Israeli police ban lawmakers, ministers from Temple Mount over Passover

Julie Wiener

(JTA) — Citing “security reasons,” Israeli police announced that Knesset members and government ministers are banned from visiting the Temple Mount during the eight-day Passover holiday, which begins Friday night.

Police spokesman Micky Rosenfeld announced the rule Friday, the Times of Israel reported. Rosenfeld said that “the visits of tourists and Jewish visitors can continue normally.”

The Temple Mount, which is holy to Jews and Muslims, is adjacent to the Western Wall and is the one-time location of Judaism’s first and second temples. The site has witnessed numerous clashes between Jews and Palestinians in recent years, particularly during holidays.

Rumors that Israel planned to change the status quo that allows Muslims control on the Mount and prohibits Jewish prayer there sparked a surge of Palestinian violence that began in October. Israel has repeatedly affirmed its commitment to the status quo; however, a growing number of Israeli Jews who advocate for greater Jewish access to the site have in recent years visited the Temple Mount, which includes the Al-Aqsa Mosque and the Dome of the Rock. Their visits, along with those by right-wing Israeli lawmakers, are viewed by Muslims and Palestinians as a provocation and threat to the status quo.
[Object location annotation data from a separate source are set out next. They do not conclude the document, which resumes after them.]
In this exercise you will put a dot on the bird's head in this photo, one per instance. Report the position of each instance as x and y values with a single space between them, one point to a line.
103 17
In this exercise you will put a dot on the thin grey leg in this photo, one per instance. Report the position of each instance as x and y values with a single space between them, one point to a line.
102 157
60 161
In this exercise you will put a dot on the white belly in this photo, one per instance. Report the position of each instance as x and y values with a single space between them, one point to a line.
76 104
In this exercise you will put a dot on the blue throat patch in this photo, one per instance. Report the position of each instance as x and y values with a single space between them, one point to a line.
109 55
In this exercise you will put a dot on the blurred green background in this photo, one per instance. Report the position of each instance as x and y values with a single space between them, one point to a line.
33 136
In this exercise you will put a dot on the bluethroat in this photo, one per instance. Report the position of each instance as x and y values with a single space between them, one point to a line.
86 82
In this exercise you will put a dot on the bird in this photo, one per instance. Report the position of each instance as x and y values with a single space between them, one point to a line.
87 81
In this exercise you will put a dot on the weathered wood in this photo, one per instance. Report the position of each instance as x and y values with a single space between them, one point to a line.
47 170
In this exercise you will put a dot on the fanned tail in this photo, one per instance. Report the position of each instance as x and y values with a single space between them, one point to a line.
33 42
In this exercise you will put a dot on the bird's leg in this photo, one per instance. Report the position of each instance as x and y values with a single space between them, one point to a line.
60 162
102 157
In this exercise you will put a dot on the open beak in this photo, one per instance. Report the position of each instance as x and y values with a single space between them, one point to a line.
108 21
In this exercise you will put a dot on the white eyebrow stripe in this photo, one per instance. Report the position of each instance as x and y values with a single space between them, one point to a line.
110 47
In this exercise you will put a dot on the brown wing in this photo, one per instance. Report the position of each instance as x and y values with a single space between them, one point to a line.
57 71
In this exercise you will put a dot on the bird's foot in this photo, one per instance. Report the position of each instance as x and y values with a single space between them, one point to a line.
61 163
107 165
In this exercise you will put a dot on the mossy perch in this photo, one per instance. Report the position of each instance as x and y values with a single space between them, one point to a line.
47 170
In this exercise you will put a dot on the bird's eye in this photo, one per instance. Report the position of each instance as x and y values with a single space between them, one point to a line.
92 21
Rosenfeld said that 3,500 police will be on patrol in Jerusalem during Passover, an increase above the usual number. He declined to say how large an increase it represented, however.

“These forces are patrolling in all public places, bus stations, shopping malls, tram stations,” he said.

During Passover tens of thousands of Jews visit Jerusalem’s Old City.

Israel has also closed off all crossing points from the West Bank and the Gaza Strip for Friday and Saturday, fearing a wave of violence during the start of the holiday.